Também é praticamente o dobro do registrado no ensino fundamental, etapa em que oito a cada cem estudantes matriculados abandonaram a sala de aula.
É o que mostra o último Censo Escolar, divulgado neste mês pelo Inep (Instituto Nacional de Estudos e Pesquisas Educacionais), ligado ao Ministério da Educação.
Além dos casos de abandono, o Censo aponta que dez em cada cem estudantes do ensino médio foram reprovados em 2004. São pouco mais de 965 mil jovens. Esse também é o maior índice registrado desde 1996.
Os dados incluem as redes pública e particular, porém essa última detém só 12% das matrículas e os menores índices de reprovação (5,48%) e abandono (1,53%).

Atenção
Especialistas ouvidos pela Folha alertam que o abandono e a reprovação, aliados ao fato de o número de matrículas no ensino médio ter caído 1,5% entre 2004 e 2005, devem despertar a atenção das autoridades para detectar os motivos da falta de interesse dos adolescentes pelas salas de aula.
Para o diretor da Faculdade de Educação da UnB (Universidade de Brasília), Erasto Fortes, o ensino médio é a etapa com uma "identidade difícil de ser caracterizada". "Alguns dizem que é a etapa preparatória para o vestibular. Outros falam em ajudar para o mercado do trabalho. Mas o ensino médio faz parte da formação integral do jovem dentro da educação básica. E para isso o currículo ainda não está adaptado", afirma Fortes.
Ele cita ainda outros três fatores que devem ser analisados -a tendência de migração dos alunos do ensino médio regular para a Educação de Jovens e Adultos (antigo supletivo, que é concluído em prazo menor), a necessidade de políticas de apoio ao estudante, como merenda e transporte, e a falta de professores de algumas disciplinas, principalmente nas áreas de ciências.
"A falta de condições do ensino médio causa um desestímulo aos alunos", concorda a coordenadora de programas da ONG Ação Educativa, Vera Masagão. "Na primeira oportunidade, eles vão para o mercado de trabalho. O ensino médio cresceu muito rápido, sem um aumento significativo de recursos", diz.

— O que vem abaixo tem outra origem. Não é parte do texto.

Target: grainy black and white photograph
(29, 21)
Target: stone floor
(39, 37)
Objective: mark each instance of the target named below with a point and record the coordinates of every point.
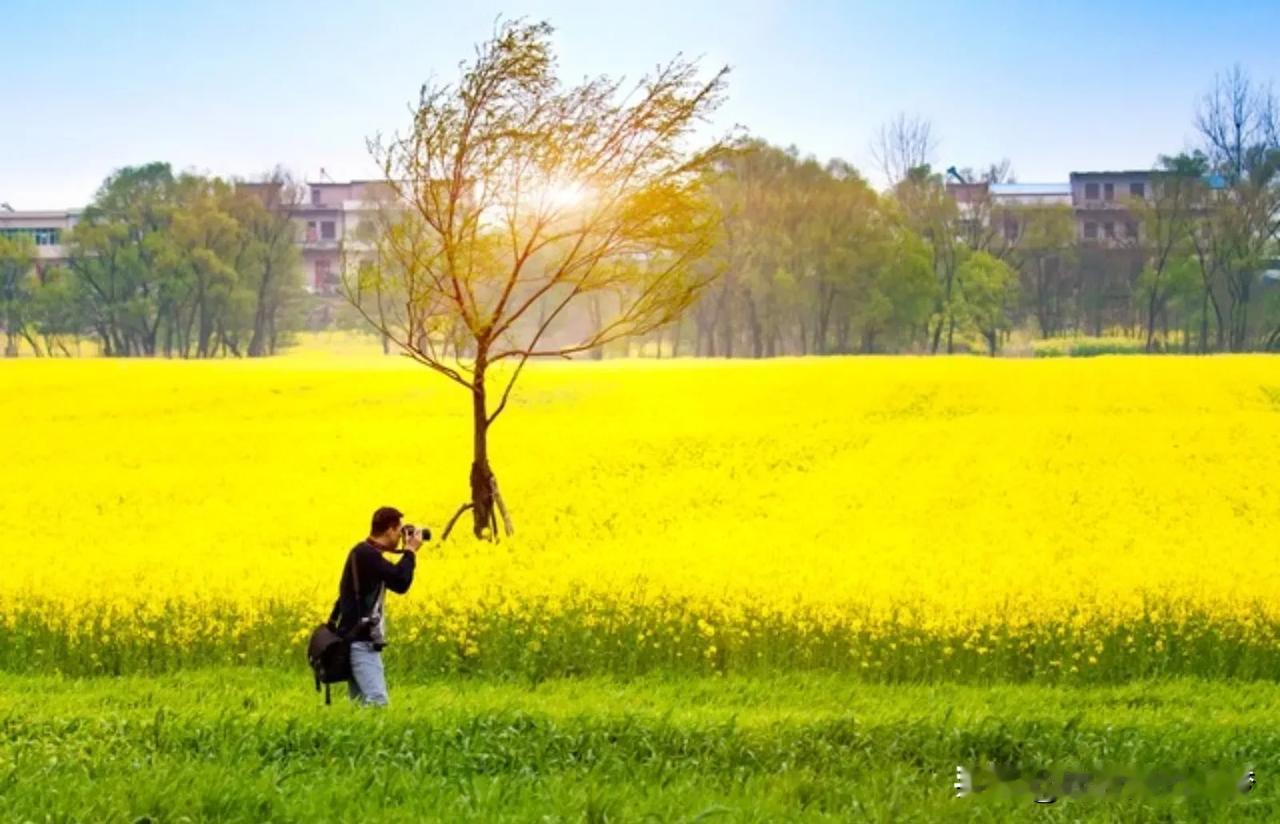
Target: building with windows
(1104, 206)
(46, 229)
(330, 221)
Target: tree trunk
(485, 499)
(257, 343)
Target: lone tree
(526, 219)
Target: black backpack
(328, 650)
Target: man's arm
(397, 576)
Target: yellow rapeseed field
(901, 518)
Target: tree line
(161, 264)
(813, 260)
(810, 259)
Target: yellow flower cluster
(892, 517)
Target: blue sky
(236, 87)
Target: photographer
(371, 575)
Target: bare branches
(1235, 117)
(512, 193)
(904, 143)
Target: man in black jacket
(361, 591)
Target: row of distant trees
(809, 260)
(814, 261)
(161, 264)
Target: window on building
(39, 237)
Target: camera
(408, 530)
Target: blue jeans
(368, 683)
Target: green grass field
(257, 745)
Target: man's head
(385, 526)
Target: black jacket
(374, 572)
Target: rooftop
(1031, 188)
(1123, 173)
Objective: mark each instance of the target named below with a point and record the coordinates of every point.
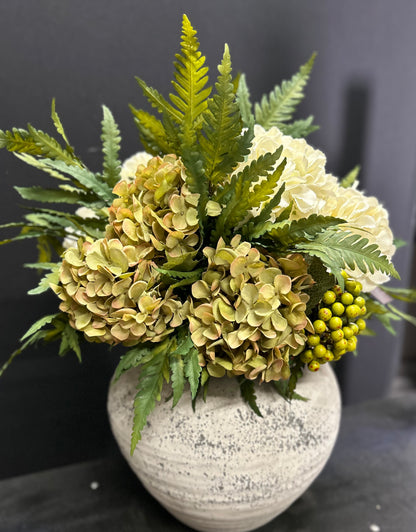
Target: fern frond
(111, 139)
(58, 125)
(340, 249)
(190, 76)
(222, 123)
(299, 129)
(152, 133)
(351, 177)
(244, 103)
(282, 101)
(287, 233)
(159, 102)
(149, 389)
(51, 148)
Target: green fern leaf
(159, 102)
(47, 195)
(110, 137)
(192, 370)
(152, 133)
(248, 394)
(149, 389)
(222, 122)
(282, 101)
(340, 249)
(19, 141)
(58, 125)
(84, 177)
(351, 177)
(190, 76)
(244, 103)
(299, 128)
(70, 342)
(133, 358)
(287, 233)
(51, 148)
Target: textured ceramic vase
(223, 468)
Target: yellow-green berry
(319, 326)
(314, 340)
(329, 297)
(361, 324)
(319, 351)
(337, 335)
(306, 356)
(324, 314)
(338, 309)
(360, 301)
(352, 311)
(335, 323)
(314, 365)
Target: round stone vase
(222, 467)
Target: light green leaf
(110, 137)
(281, 103)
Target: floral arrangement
(225, 249)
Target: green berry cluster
(337, 324)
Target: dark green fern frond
(222, 122)
(190, 76)
(282, 101)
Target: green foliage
(285, 234)
(111, 146)
(244, 103)
(222, 123)
(299, 128)
(192, 369)
(340, 249)
(239, 196)
(351, 177)
(149, 388)
(190, 76)
(248, 394)
(152, 133)
(282, 101)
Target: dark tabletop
(369, 484)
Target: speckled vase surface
(223, 468)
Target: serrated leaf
(222, 123)
(149, 388)
(249, 396)
(299, 128)
(51, 148)
(38, 325)
(47, 195)
(282, 101)
(70, 342)
(133, 358)
(159, 102)
(192, 370)
(351, 177)
(152, 133)
(110, 137)
(58, 124)
(288, 233)
(190, 76)
(340, 249)
(244, 103)
(45, 282)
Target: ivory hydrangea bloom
(313, 191)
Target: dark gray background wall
(86, 53)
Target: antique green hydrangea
(156, 213)
(113, 296)
(247, 315)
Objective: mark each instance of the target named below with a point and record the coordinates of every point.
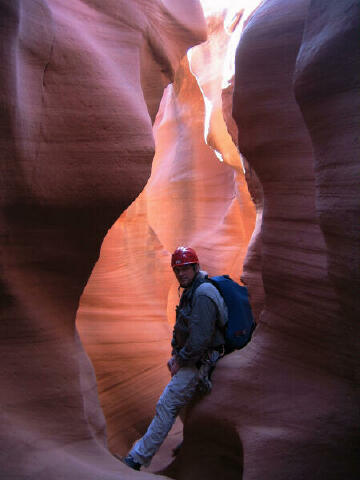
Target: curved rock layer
(127, 309)
(80, 82)
(287, 405)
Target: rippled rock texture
(127, 310)
(80, 83)
(287, 406)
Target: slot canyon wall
(127, 310)
(73, 131)
(287, 405)
(81, 82)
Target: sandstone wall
(127, 310)
(80, 82)
(287, 405)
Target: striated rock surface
(327, 88)
(127, 309)
(287, 405)
(80, 82)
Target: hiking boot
(129, 461)
(177, 449)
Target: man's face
(185, 274)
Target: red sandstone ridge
(286, 407)
(80, 82)
(127, 309)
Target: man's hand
(173, 366)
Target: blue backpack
(240, 324)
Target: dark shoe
(129, 461)
(177, 449)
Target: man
(197, 344)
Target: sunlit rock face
(80, 83)
(127, 310)
(286, 406)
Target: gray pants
(177, 393)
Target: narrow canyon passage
(129, 128)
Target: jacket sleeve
(202, 323)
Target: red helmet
(183, 256)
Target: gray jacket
(200, 319)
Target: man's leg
(176, 394)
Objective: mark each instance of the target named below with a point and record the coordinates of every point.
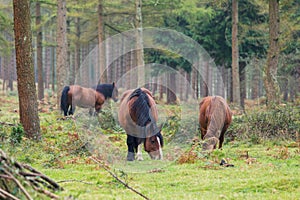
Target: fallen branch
(23, 176)
(117, 178)
(6, 195)
(79, 181)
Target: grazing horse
(75, 95)
(108, 90)
(138, 116)
(214, 118)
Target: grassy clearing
(262, 170)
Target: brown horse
(75, 95)
(214, 118)
(138, 116)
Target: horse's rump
(75, 95)
(214, 118)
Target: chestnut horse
(75, 95)
(108, 90)
(138, 116)
(214, 118)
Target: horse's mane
(140, 107)
(217, 112)
(105, 89)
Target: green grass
(269, 170)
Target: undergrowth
(282, 123)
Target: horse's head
(99, 101)
(115, 93)
(153, 145)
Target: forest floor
(265, 170)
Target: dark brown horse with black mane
(138, 116)
(214, 118)
(108, 90)
(75, 95)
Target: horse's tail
(64, 99)
(141, 107)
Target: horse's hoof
(130, 156)
(140, 158)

A presidente da CNTE (Confederação Nacional dos Trabalhadores em Educação), Juçara Dutra Vieira, também cita a "falta de perspectiva" oferecida pelo ensino médio aos jovens. "Em termos de inclusão e de mercado de trabalho, o ensino médio não tem dado muitas respostas", afirma.

Dados do IBGE
Essa percepção pode ser traduzida em números. O Brasil tinha em 2004, segundo o IBGE (Instituto Brasileiro de Geografia e Estatística), 34,8 milhões de jovens entre 15 e 24 anos. Representavam 19,1% da população total.
Por outro lado, a PME (Pesquisa Mensal de Emprego), realizada em seis regiões metropolitanas em dezembro do ano passado, indicava que 23% dos brasileiros entre 16 e 24 anos não estudavam nem trabalhavam.
O presidente da Ubes (União Brasileira dos Estudantes Secundaristas), Thiago Franco, dá pistas do que o jovem busca: "A escola não é um ambiente agradável. É preciso trazer para o currículo coisas ligadas ao cotidiano, discutir como a sociedade está. E o ambiente também deve ser mais democrático dentro da escola, com grêmio estudantil, clima de participação".